Olise, der in der Nachspielzeit der umkämpften Partie gegen Paraguay, die Frankreich mit 1:0 gewann, eine umstrittene Gelbe Karte sah, könnte im bevorstehenden Viertelfinale gegen Marokko, das am Donnerstag um 22:00 Uhr (ARD und MagentaTV) beginnt, unter Druck stehen. Deschamps äußerte sich besorgt über die mögliche Sperre seines Offensivspielers.
„Die Entscheidung des Schiedsrichters war umstritten, und wir müssen nun die Konsequenzen tragen“, so Deschamps. Der usbekische Schiedsrichter Ilgiz Tantashev hatte in einer hitzigen Partie, die von vielen Fouls und emotionalen Momenten geprägt war, die Karte gezeigt. Nun steht Olise vor der Herausforderung, sich in einem kritischen Spiel, ohne das Risiko einer weiteren Verwarnung zu verhalten.
Ein weiteres gelbes Verwarnen würde bedeuten, dass Olise im vielleicht entscheidenden Halbfinale nicht zur Verfügung stünde. Die französische Mannschaft, die auf dem Weg zur Titelverteidigung ist, könnte eine solch wichtige Spielerabwesenheit nur schwer kompensieren.

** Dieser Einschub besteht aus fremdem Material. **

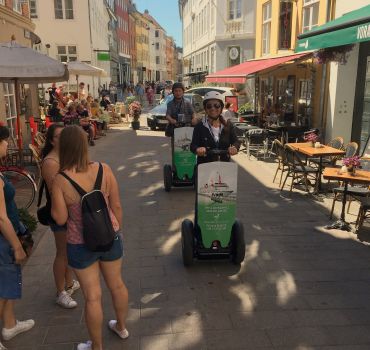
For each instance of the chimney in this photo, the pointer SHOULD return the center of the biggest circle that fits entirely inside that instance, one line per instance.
(9, 3)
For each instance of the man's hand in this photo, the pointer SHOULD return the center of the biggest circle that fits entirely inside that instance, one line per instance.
(201, 151)
(232, 150)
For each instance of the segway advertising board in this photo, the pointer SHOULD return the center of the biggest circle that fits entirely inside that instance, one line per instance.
(217, 192)
(184, 160)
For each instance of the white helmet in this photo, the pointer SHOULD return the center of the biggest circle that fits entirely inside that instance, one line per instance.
(213, 95)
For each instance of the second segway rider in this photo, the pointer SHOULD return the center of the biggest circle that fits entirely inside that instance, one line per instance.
(179, 108)
(213, 132)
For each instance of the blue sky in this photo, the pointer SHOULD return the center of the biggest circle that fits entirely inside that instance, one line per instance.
(166, 13)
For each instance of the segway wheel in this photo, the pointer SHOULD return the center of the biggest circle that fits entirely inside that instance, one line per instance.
(167, 177)
(238, 243)
(187, 242)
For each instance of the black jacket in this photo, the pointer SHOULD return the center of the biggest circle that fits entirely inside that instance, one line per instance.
(203, 138)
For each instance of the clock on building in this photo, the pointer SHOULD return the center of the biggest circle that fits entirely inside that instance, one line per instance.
(233, 53)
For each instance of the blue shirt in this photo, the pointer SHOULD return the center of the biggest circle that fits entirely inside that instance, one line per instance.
(11, 207)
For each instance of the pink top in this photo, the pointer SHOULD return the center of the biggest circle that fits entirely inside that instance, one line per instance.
(74, 222)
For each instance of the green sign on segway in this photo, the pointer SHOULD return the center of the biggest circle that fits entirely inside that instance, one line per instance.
(216, 231)
(181, 172)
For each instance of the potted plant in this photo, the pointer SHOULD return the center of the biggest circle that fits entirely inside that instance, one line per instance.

Deschamps wird nun genau abwägen müssen, wie er Olise in das Team integriert, ohne ihn unnötigen Risiken auszusetzen. Die Spieler wissen um die Bedeutung des Spiels und sind entschlossen, die nächste Runde zu erreichen. Olise selbst äußerte sich zurückhaltend: „Ich werde mein Bestes geben, um das Team zu unterstützen und gleichzeitig die Regeln zu respektieren.“
Das Viertelfinale gegen Marokko verspricht ein spannendes Duell zu werden, in dem die Franzosen auf jeden Fall ihre beste Leistung abrufen müssen, um die Chance auf den Halbfinaleinzug zu wahren.